I guess this is a gap in the story: find the new customer (who may come forward now that this story has been published) and establish what the process looked like from the other side.

Imagine if the new customer tells everyone his or her new number, only to have a different new number issued after this problem got sorted out, and then has to go through the whole process again of advising the new number.

Both of these stories illustrate why I prefer to receive 2FA verification codes by something other than SMS. There are just too many things that can go wrong, either through fraud or through human error.

This is the flip side of the market efficiency and convenience of Number Portability - although number quarantining and reuse plays a part too.

Actually, it IS an untested assumption. :smile: I confess! It was a guess - but to me, it seemed the most likely scenario, assuming that the person had ported her number to one of the other networks.

There are other possibilities, as you point out.

A nasty mess for the people involved, whichever way you look at it. :worried:

Number portability isn’t the problem when a carrier can issue the same number to two of its own customers as mentioned by @mark_m . The problem is one of incompetence and of failing to design adequate checks into processes.

2 Likes

Except not in fact. Only one is an Optus customer (“Melbourne woman” ceased to be a customer six months ago.) For sure it’s a stuff-up though.

Human error is a part of every process. I too wondered though whether the inconsistency should have been caught somehow by automatic checks but once she leaves the Optus network (if that is the case), Optus has much more limited information about the state of her service and the phone number. There may even be Chinese walls (in lieu of structural separation) between Optus-the-Network and Optus-the-mobile-service-provider, designed to make a level playing field for the MVNOs, that frustrate resolution of this kind of issue.

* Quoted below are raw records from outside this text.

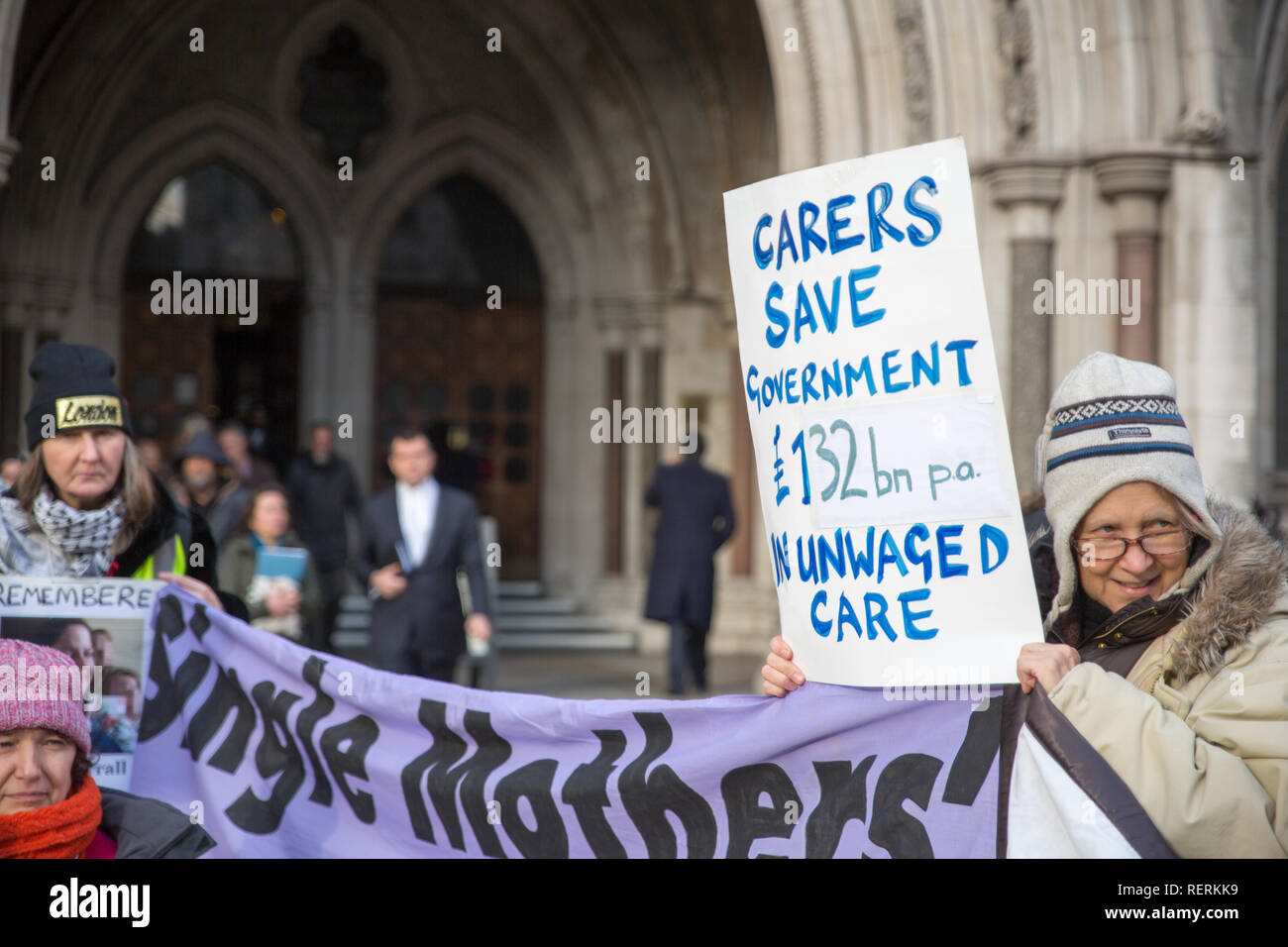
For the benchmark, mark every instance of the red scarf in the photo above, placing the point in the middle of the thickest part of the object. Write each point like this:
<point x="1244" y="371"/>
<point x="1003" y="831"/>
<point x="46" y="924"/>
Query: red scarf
<point x="63" y="830"/>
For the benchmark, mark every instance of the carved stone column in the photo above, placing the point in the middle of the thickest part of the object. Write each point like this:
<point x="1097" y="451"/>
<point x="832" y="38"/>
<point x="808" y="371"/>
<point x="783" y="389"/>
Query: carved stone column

The real point about 2FA is … the second factor is supposed to be “something you have”. That “something” is, in this case, supposed to be a specific mobile phone (yours!). The mobile phone number that the web site has recorded for sending the SMS to is supposed to correspond exactly to your mobile phone - but the correspondence is far from exact.

In other words, a specific mobile phone is a concrete, physical real-world item but a phone number is highly virtualised - and can pop up in different places due to a range of technologies.